Given the small size our dataset, we’ll reduce this to a 30% confidence interval, and we’ll additionally use 5 bp bins:
bootmeans.df <- metaSubsample(PROseq, txs_pr, binsize = 5,
lower = 0.35, upper = 0.65, ncores = 1)
head(bootmeans.df)
## x mean lower upper sample.name
## 1 3 0.03823529 0.02941176 0.05294118 PROseq
## 2 8 0.05294118 0.04117647 0.07058824 PROseq
## 3 13 0.07647059 0.05294118 0.10000000 PROseq
## 4 18 0.07058824 0.05088235 0.09411765 PROseq
## 5 23 0.12941176 0.10000000 0.16470588 PROseq
## 6 28 0.09411765 0.08235294 0.10794118 PROseq
A dataframe is returned for plotting, and notice how the x-values have been automatically adjusted to be the center of the bins.

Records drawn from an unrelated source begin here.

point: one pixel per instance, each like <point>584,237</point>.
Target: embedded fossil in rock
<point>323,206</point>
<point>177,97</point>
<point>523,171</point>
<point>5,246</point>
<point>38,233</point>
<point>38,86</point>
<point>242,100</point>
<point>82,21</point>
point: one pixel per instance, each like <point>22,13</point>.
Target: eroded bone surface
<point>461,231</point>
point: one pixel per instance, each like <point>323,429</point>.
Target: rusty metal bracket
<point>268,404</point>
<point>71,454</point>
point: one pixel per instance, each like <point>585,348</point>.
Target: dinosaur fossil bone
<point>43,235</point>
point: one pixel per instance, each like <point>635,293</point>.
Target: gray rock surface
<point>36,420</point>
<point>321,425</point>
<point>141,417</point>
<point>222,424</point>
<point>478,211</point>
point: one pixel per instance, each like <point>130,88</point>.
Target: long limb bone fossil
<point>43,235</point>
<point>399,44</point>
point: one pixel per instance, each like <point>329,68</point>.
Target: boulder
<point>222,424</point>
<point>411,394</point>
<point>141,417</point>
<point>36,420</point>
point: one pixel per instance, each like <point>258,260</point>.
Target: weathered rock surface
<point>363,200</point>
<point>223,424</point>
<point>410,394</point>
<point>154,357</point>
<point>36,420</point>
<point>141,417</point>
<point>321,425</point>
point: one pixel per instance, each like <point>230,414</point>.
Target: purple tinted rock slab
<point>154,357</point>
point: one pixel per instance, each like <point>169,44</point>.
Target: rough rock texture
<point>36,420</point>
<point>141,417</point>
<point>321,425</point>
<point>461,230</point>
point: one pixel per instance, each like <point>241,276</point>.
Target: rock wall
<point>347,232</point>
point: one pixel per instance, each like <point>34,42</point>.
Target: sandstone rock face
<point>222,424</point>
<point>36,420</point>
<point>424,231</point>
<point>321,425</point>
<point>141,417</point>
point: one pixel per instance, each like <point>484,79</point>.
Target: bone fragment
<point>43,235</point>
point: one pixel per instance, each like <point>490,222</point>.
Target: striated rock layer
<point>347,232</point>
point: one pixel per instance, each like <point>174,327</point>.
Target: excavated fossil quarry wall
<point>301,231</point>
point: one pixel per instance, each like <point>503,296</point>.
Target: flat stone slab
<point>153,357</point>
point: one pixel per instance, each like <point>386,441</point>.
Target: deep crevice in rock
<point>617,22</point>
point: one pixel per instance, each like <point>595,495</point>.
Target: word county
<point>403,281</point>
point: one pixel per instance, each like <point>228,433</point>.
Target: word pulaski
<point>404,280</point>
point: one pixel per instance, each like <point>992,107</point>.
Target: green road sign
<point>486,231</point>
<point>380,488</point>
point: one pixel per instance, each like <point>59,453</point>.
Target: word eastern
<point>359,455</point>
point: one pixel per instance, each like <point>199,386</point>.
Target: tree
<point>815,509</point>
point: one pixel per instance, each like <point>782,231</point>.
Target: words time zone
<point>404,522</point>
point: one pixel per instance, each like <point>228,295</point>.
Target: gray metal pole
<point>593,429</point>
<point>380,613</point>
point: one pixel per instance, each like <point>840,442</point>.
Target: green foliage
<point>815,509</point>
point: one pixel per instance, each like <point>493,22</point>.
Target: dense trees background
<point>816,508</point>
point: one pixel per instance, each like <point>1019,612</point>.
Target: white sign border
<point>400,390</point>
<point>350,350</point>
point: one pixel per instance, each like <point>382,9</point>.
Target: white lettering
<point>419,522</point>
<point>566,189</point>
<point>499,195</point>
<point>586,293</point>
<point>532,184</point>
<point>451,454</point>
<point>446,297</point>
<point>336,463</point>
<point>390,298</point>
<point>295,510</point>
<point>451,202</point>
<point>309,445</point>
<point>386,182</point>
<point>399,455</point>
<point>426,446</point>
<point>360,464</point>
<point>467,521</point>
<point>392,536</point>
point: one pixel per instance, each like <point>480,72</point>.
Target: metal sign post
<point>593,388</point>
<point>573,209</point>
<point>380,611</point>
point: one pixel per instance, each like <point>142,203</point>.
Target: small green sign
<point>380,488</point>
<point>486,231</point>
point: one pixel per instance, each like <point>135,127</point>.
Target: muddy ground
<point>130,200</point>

Below, we show how to plot the confidence bands using base R plotting, as well
as ggplot2
.
plot(mean ~ x, data = bootmeans.df, type = "l",
main = "PRO-seq Signal", ylim = c(0, 1.4),
xlab = "Distance from TSS",
ylab = "Mean Signal + 30% CI")
# draw a polygon to add confidence bands,
# and use adjustcolor() to add transparency
polygon(c(bootmeans.df$x, rev(bootmeans.df$x)),
c(bootmeans.df$lower, rev(bootmeans.df$upper)),
col = adjustcolor("black", 0.1), border = FALSE)
require(ggplot2)
ggplot(bootmeans.df, aes(x, mean)) +
geom_line() +
geom_ribbon(aes(x, ymin = lower, ymax = upper),
alpha = 0.1) +
labs(title = "PRO-seq Signal",
x = "Distance from TSS",
y = "Mean Signal + 30% CI") +
theme_bw()
Like other functions in BRGenomics, we can pass a list of GRanges to
metaSubsample()
, and the output is conveniently combined for plotting.
# make 3 datasets
ps_list <- list(ps1 = PROseq[seq(1, length(PROseq), 3)],
ps2 = PROseq[seq(2, length(PROseq), 3)],
ps3 = PROseq[seq(3, length(PROseq), 3)])
bm_list.df <- metaSubsample(ps_list, txs_pr, binsize = 5,
lower = 0.35, upper = 0.65, ncores = 1)
head(bm_list.df)
## x mean lower upper sample.name
## 1 3 0.01176471 0.005882353 0.01764706 ps1
## 2 8 0.01764706 0.011764706 0.02352941 ps1
## 3 13 0.01764706 0.011764706 0.02352941 ps1
## 4 18 0.03529412 0.023529412 0.04705882 ps1
## 5 23 0.02941176 0.017647059 0.04705882 ps1
## 6 28 0.02941176 0.023529412 0.04117647 ps1
require(ggplot2)
ggplot(bm_list.df, aes(x, mean, color = sample.name)) +
geom_line() +
geom_ribbon(aes(x, ymin = lower, ymax = upper,
color = NULL, fill = sample.name),
alpha = 0.2) +
labs(title = "PRO-seq Signal",
x = "Distance from TSS",
y = "Mean Signal + 30% CI") +
theme_bw()
Bear in mind that the above confidence intervals are ignoring 70% of the sub-sampling experiments, which is excessive. More reasonable parameters would reveal how lacking this data is, i.e. how un-confident we are that there is a robust difference in the mean signal at various positions.